7 Dubious Solutions to Approximate Floating-Point Equality

March 20, 2019

The vast majority of technical computing applications use floating point numbers for their arithmetic and value storage. It becomes necessary frequently to answer the question of when two floating point numbers are (almost) equal to one another. This can be a very subtle question, we generally want the following properties of a comparison function for floating point numbers:

  1. Scale invariance: if x=y then C*x=C*y for any C
  2. Symmetry: if x=y then y=x

I’ll present some common dubious solutions to it in C++ and explain why they don’t work. I end with one solution which does.

Dubious Solution 1: Actually Using Equality

I think most programmers mostly know they should not do the following:

bool isEqual(double x,double y){
  return x==y;
}

The reason is that it gives no respect to actual tolerances. A technical computing problem is not fully specified until you have given not just the answer you want, but an actual range of equally plausible answers. You have to account for inaccurate inputs, possible roundoff in the algorithm, and possible approximations. Therefore simply saying “the answer is 1.23456” is not informative in technical computing. Rather you should say “The answer is 1.23456 with a tolerance of 1e-6”.

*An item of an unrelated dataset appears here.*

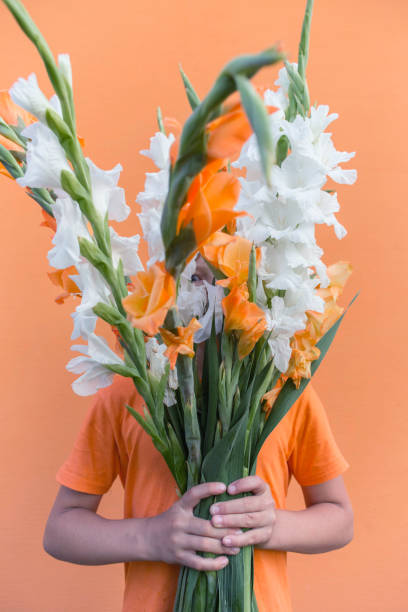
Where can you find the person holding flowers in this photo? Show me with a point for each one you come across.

/*Assume we tolerate errors in the 7th digit.*/
isEqual(1.234566,1.234567); // False!

Dubious Solution 2: Absolute Difference

The next obvious solution to this problem is to take absolute difference as follows:

bool almostEqual(double x,double y,double tolerance){
  return std::abs(x-y)<tolerance;
}

This fixes the example from dubious solution #1:

double x=1.23456;
double y=1.234567;
double tolerance=1e-6;
almostEqual(x,y,tolerance);//True!

But this creates another problem. The problem with this solution is it does not account for scaling in x and y. Consider the above example, slightly modified:

double x=1.23456;
double y=1.234567;
double tolerance=1e-6;
almostEqual(x,y,tolerance);//True!
almostEqual(10.0*x,10.0*y,tolerance);//False!

This breaks scale invariance. It flies in the face of what we expect from equality. If x=y then surely 10x=10y? This leads us to the next dubious solution.

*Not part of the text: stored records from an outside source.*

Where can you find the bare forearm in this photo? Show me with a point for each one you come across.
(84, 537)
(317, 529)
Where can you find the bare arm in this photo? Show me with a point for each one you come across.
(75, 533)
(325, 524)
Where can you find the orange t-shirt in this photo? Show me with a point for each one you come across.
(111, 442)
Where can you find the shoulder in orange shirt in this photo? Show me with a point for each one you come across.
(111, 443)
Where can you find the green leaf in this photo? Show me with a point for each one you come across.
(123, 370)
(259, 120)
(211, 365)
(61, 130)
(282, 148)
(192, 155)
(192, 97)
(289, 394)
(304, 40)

Dubious Solution 3: Naive Relative Difference

bool almostEqual(double x,double y,double tolerance){
  return (std::abs(x-y)/std::abs(x))<tolerance;
}

This leads to fixing the problems of dubious solution #2:

double x=1.23456;
double y=1.234567;
double tolerance=1e-6;
almostEqual(x,y,tolerance);//True!
almostEqual(10.0*x,10.0*y,tolerance);//Now true!

This leads to two very problematic results. The most obvious case is potential division by zero if x=0 but a more subtle problem is the case when y=0 but x!=0. I illustrate these below:

double x=0.0;
double y=1e-7;
double tolerance=1e-6;
almostEqual(x,y,tolerance);//False! Divided by zero.

double x=1e-7;
double y=0.0;
double tolerance=1e-6;
almostEqual(x,y,tolerance);//False! (1e-7/1e-7)=1

This solution is scale invariant, but does not give us what we expect of equality.

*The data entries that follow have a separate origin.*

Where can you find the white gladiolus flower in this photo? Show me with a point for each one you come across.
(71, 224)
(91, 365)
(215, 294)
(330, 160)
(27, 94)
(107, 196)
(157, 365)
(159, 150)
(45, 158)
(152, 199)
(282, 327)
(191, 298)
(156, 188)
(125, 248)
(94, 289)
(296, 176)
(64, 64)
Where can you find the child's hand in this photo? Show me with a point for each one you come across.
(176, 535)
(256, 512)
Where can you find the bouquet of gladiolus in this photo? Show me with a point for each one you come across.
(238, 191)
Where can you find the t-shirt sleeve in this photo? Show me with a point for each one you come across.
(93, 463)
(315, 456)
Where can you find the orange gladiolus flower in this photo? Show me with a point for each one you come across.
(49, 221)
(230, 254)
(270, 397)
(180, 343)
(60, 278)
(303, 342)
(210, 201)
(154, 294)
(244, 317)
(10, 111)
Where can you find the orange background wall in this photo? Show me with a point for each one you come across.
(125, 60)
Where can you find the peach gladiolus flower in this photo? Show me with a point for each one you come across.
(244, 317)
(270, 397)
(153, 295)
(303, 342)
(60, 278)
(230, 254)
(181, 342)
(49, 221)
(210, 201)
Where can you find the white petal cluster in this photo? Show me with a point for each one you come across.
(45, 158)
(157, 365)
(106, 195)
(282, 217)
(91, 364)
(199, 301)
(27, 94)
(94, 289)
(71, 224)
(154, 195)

Dubious Solution 4: Naive Thresholded Relative Difference

I see the following solution so frequently that I include it, but it’s a very unfortunate solution because it does not actually solve any of the problems we have just encountered:

bool almostEqual(double x,double y,double tolerance){
  //Threshold denominator so we don't divide by zero
  double threshold=1e-10;
  return (std::abs(x-y)/std::max(threshold,std::abs(x)))<tolerance;
}

The problems encountered in dubious solutions #3 still apply:

double x=0.0;
double y=1e-7;
double tolerance=1e-6;
almostEqual(x,y,tolerance);//Still false. Did not divide by zero, but 1e-6/1e-10=1e4.

double x=1e-7;
double y=0.0;
double tolerance=1e-6;
almostEqual(x,y,tolerance);//Still false!

The problem with this solution is that the threshold is totally arbitrary. That breaks the scale invariance property we just achieved with naive relative error without giving us any expected behavior of equality.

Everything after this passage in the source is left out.